All of this makes me
think differently about the books in my physical library. They used
to be simply there, arranged on the shelves, a gathering of books I’d
already read. But now, when I look up from my e-reading, I realize
that the physical books are serving a new purpose — as constant
reminders of what I’ve read. They say, “We’re still here,” or
“Remember us?” These are the very things that e-books cannot say,
hidden under layers of software, tucked away in the cloud, utterly
absent when the kindle goes dark.
This may seem like a
trivial difference, but that’s not how it feels. Reading is
inherently ephemeral, but it feels less so when you’re making your
way through a physical book, which persists when you’ve finished
it.
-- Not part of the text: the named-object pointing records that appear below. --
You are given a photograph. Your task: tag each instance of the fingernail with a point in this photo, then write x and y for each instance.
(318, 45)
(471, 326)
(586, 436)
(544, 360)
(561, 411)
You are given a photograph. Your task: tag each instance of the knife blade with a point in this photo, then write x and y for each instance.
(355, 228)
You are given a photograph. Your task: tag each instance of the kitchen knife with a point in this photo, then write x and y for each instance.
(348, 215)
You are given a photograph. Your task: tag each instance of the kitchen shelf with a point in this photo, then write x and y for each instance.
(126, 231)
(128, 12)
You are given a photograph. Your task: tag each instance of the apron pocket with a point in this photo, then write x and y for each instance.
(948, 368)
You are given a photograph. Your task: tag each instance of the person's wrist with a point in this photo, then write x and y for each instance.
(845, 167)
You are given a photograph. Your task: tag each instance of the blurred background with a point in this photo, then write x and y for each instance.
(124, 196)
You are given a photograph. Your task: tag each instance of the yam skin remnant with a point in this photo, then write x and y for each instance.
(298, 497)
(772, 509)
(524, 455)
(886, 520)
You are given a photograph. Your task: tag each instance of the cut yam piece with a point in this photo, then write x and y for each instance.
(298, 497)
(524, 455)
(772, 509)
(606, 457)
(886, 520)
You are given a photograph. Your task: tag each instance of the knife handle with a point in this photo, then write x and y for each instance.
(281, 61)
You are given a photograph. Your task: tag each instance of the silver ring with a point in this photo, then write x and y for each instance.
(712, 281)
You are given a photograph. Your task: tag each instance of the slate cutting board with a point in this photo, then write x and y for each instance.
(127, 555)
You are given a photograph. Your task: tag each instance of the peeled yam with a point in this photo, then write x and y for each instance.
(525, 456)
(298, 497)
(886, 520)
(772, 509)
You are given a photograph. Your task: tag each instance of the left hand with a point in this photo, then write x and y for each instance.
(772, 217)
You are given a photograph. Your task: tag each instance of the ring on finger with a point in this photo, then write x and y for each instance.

It is a monument to the activity of reading. It makes this
imaginary activity entirely substantial. But the quiddity of
e-reading is that it effaces itself.
In the past several
years, I’ve read nearly a lot books on my kindle. They’ve changed
me and changed my understanding of the world, distracted me and
entertained me. Yet I’m still pondering the nature of e-reading,
which somehow refuses to become completely familiar. But then,
readers are always thinking about the nature of reading, and have
done so since Gutenberg and long before.
There is a
disproportionate magic in the way black marks on white paper — or
their pixilated facsimiles — stir us into reverie and revise our
consciousness. Still, we require proof that it has happened. And that
proof is what the books on my shelves continue to offer.